Gold-rush Melbourne—gateway to the diggings—was a city reeling. In 1852, the year following the first gold discoveries, the city was like a ghost town.
Crews (and even captains) abandoned their ships in the harbour, leaving nothing more than a forest of masts, as Alexander Dick described the port of Melbourne. Construction sites were frozen in time: buildings had been started but there were no workers to finish them.
The police force was gutted, schools closed, the public service staggered along on a skeleton staff. And husbands (notoriously) deserted their wives. Some women expected their men to reappear with a pocketful of gold; others knew they were gone for good.
A year later, however, many of the original fugitives had returned. Some had made their pile; some had realised they could make a fortune a lot more easily selling goods and services to gold diggers than digging for gold themselves.
Carpenters, stonemasons and other artisans found their skills were suddenly in demand. Shady lawyers and dubious doctors, who had come to Australia to dig for wealth, discovered that their professions paid better—regardless of whether they really were qualified. A publican’s licence was a sure route to prosperity—liquid gold. You just had to be adaptable.

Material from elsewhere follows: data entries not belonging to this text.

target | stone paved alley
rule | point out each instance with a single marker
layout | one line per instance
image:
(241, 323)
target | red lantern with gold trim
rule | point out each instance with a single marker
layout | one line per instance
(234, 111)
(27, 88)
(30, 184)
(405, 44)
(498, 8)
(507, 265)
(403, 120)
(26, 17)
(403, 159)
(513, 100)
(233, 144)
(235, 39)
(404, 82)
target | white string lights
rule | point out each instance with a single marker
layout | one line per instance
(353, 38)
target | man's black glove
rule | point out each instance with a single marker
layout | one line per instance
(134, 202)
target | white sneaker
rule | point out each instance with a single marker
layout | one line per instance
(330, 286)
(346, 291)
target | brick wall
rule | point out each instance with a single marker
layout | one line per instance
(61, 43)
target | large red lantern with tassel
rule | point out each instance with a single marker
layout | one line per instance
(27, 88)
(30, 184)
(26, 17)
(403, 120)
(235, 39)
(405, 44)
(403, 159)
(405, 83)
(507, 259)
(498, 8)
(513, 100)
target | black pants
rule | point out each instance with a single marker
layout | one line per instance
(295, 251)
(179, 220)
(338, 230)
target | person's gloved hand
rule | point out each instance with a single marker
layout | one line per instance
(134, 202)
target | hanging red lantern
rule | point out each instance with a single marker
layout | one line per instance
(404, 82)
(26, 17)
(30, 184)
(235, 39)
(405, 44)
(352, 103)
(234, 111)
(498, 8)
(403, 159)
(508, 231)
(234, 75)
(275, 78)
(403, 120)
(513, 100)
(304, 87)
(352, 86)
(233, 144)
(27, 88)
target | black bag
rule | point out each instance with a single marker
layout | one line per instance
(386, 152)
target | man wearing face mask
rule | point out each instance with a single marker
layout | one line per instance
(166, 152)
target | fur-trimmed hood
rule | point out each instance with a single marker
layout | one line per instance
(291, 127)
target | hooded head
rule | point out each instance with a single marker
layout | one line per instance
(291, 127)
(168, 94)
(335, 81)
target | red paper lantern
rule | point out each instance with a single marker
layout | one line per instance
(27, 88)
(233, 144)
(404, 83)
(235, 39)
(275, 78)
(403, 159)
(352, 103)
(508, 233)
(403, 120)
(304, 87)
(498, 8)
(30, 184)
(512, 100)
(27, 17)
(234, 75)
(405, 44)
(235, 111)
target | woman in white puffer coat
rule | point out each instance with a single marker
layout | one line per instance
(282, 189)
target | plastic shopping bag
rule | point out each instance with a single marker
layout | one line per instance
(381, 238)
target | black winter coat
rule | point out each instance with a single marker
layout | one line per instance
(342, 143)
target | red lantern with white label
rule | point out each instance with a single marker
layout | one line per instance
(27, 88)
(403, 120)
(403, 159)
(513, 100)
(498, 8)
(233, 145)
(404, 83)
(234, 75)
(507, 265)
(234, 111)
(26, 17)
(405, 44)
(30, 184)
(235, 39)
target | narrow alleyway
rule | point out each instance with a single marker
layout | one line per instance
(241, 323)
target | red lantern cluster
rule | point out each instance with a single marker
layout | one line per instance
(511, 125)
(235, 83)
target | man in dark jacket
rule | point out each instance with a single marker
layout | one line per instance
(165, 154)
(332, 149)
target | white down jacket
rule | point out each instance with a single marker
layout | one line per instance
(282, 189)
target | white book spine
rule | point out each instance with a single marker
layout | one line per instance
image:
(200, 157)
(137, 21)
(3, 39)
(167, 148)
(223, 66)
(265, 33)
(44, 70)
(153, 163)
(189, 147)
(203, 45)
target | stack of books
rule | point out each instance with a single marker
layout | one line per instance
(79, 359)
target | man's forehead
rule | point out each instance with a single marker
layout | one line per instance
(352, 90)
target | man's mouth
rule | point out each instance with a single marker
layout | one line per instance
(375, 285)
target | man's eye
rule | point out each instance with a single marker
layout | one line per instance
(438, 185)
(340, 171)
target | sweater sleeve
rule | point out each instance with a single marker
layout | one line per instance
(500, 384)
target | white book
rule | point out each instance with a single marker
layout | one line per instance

And no one knew the value of adaptability better than women. As Elizabeth Ramsay-Laye wrote in her advice manual for prospective female immigrants, what was needed in Victoria, far more than fine garments, letters of introduction and impeccable manners, was a smiling face, and a firm determination never to look on the shady side of the picture but to make the very best of every cross, accident or discomfort. Melbourne was a can-do sort of a place—and it was growing at a ferocious rate.